Petit Peuple : Qidong (Hunan) – Le paradis inventé de Fu Daxin (2ème partie)

Qidong (Hunan) – Le paradis inventé de Fu Daxin (2ème partie)

Vieux garçon au village, et le plus pauvre de tous, Fu Daxin a décidé de saisir par les cornes le taureau de sa misère

Une fois sa décision prise, en août 2008, Fu Daxin réfléchit. Aller en tôle, se faire prendre en charge par l’État, c’était tentant. Mais pour que cela fonctionne, il fallait choisir un endroit où l’on prenait la loi au sérieux, pour être sûr d’être bien traité par la police : il lui fallait Pékin, rien de moins. Il ne s’agissait pas de se laisser « attraper dans la nasse du ciel ou de la terre » (天罗地网, tiān luó dì wǎng), et de sacrifier sa liberté sans nul bénéfice !

Mais là-bas, la vie était chère ! Un simple repas, même frugal, y coûterait un mois de sa survie ici au village. Une fois sur place, il conviendrait donc de ne pas perdre une journée et de se mettre sans retard à l’ouvrage. Et puis, à Pékin, comment y arriver ? Le billet depuis Changsha, pour 1800km de chemin de fer, coûterait 210 yuans, dont il n’avait pas le premier sou vaillant. Il n’avait que de quoi atteindre Wuhan : il prit l’omnibus en 3ème classe, 360km en 7 heures, avec pour tout bagage un vieux caddie.

Dès son arrivée dans cette capitale du Hubei, il arpenta les rues, guettant les sorties de bars en quête de cannettes vides, qu’il écrasait et stockait dans son caddie. Après quelques heures, le caddie plein, il s’en allait vendre cet aluminium au récupérateur, à un « mao » la boîte. De la sorte en deux jours, il avait suffisamment dans son escarcelle pour poursuivre sur Hefei (Anhui). Poursuivant son manège, il récoltait là le prix du billet pour Shijiazhuang (Hebei) à 900km. Il dormait sous les alcôves ou dans les terrains vagues, et se nourrissait des rebuts des restaurants – peu appétissants, mais plus nutritifs que son ordinaire à Qidong… C’est ainsi que le 23 août 2008, il arriva en gare centrale de Pékin, ayant bouclé son périple en 10 jours.

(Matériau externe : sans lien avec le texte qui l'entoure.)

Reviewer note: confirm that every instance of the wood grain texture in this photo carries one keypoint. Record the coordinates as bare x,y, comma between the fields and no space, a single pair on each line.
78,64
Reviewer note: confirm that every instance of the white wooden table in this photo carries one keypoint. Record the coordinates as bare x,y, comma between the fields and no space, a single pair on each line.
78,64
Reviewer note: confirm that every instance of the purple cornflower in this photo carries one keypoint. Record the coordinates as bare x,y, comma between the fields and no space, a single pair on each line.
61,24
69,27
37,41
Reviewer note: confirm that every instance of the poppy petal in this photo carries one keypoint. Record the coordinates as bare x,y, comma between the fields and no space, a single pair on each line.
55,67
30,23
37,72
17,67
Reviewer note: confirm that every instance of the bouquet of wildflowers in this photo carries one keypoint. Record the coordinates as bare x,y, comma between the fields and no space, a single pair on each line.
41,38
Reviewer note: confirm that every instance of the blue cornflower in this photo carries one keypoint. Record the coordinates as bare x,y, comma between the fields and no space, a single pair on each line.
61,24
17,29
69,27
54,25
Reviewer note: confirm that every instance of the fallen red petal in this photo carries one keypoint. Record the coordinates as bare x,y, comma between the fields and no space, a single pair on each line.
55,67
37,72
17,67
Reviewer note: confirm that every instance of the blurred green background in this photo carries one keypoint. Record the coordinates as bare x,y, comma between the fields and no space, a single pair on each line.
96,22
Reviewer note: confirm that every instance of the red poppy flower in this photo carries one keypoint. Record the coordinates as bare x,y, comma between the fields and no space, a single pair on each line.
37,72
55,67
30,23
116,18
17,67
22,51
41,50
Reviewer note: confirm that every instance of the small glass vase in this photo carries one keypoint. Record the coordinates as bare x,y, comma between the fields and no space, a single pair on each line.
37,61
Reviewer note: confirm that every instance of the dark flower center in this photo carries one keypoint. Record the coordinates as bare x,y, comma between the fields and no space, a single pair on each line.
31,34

À l’entrée de la gare, il extirpa de sa poche un grossier couteau et se mit à suivre un policier ferroviaire, s’apprêtant à le menacer de la voix et de la main. Mais il y a loin de la coupe aux lèvres. Dans la force de l’âge, l’homme marchait plus vite que lui ! Après 50 mètres, Fu Daxin dut s’arrêter hors d’haleine, semé.

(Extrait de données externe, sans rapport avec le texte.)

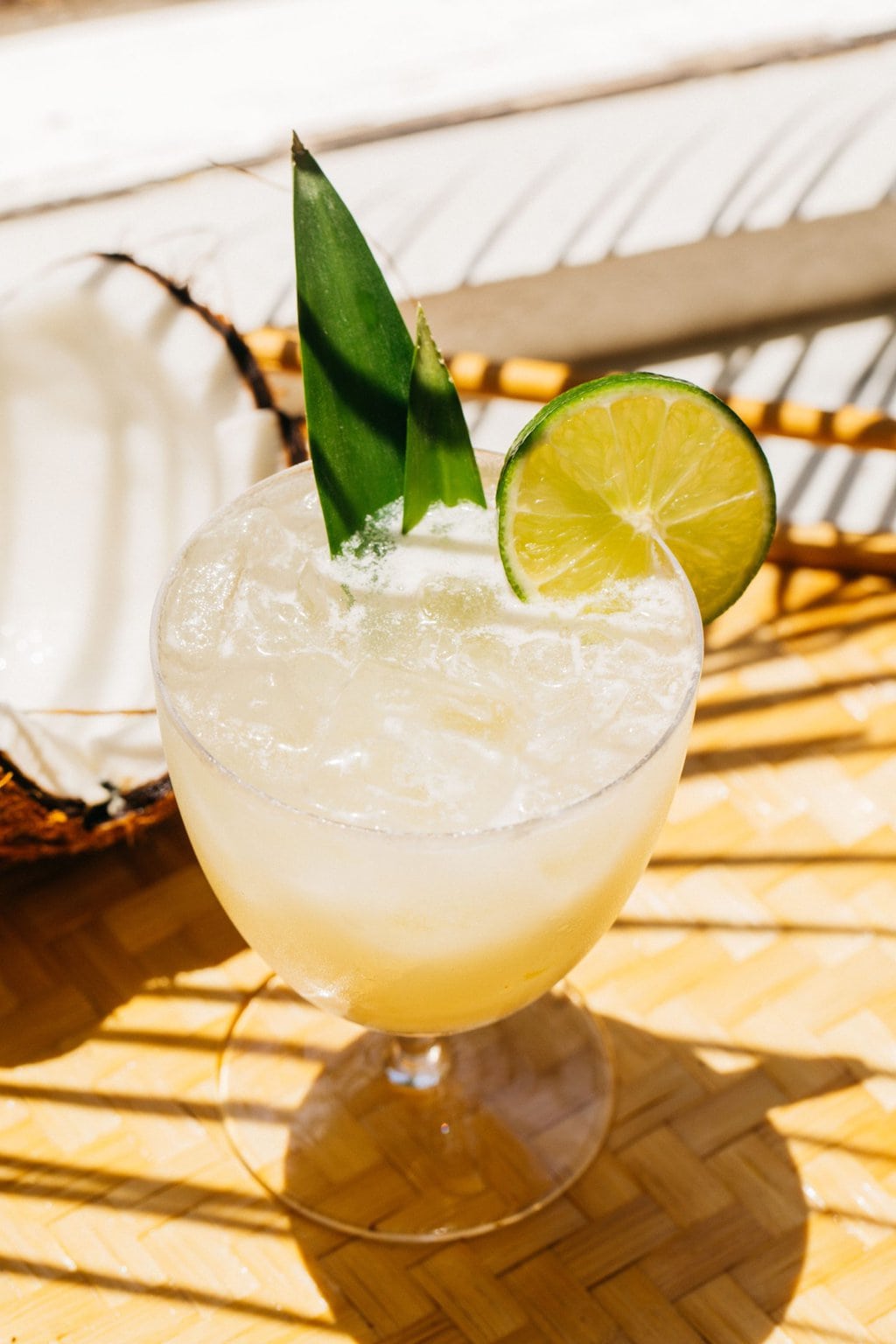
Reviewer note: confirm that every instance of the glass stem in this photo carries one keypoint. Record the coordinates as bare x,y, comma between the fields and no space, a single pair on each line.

Cherchant du regard une autre victime autour de lui, il vit une voyageuse plutôt bien mise, sortant de son sac copie Vuitton trois billets de 100 yuans, évidemment pour faire quelques achats. C’était elle qu’il lui fallait. Mais novice dans l’art du brigandage, il se fit immédiatement repérer par son regard anormal. Elle s’enfuit à pas rapide : encore raté !

Perdant la tête, il dévisagea alors une étudiante en survêtement pourtant évidemment désargentée, une cible donc bien improbable. Il se jeta sur elle, mais elle se dégagea sans effort, observant, médusée, ce vieillard à bout de souffle, incapable de faire du mal à une mouche. C’est alors qu’en haletant, il lui avoua tout : « écoute, petite sœur, je dois aller en prison, me faire arrêter… je t’en supplie, crie ‘au voleur’ ! ». Et c’est presque par charité qu’elle se prêta au jeu, hurlant l’appel en souriant.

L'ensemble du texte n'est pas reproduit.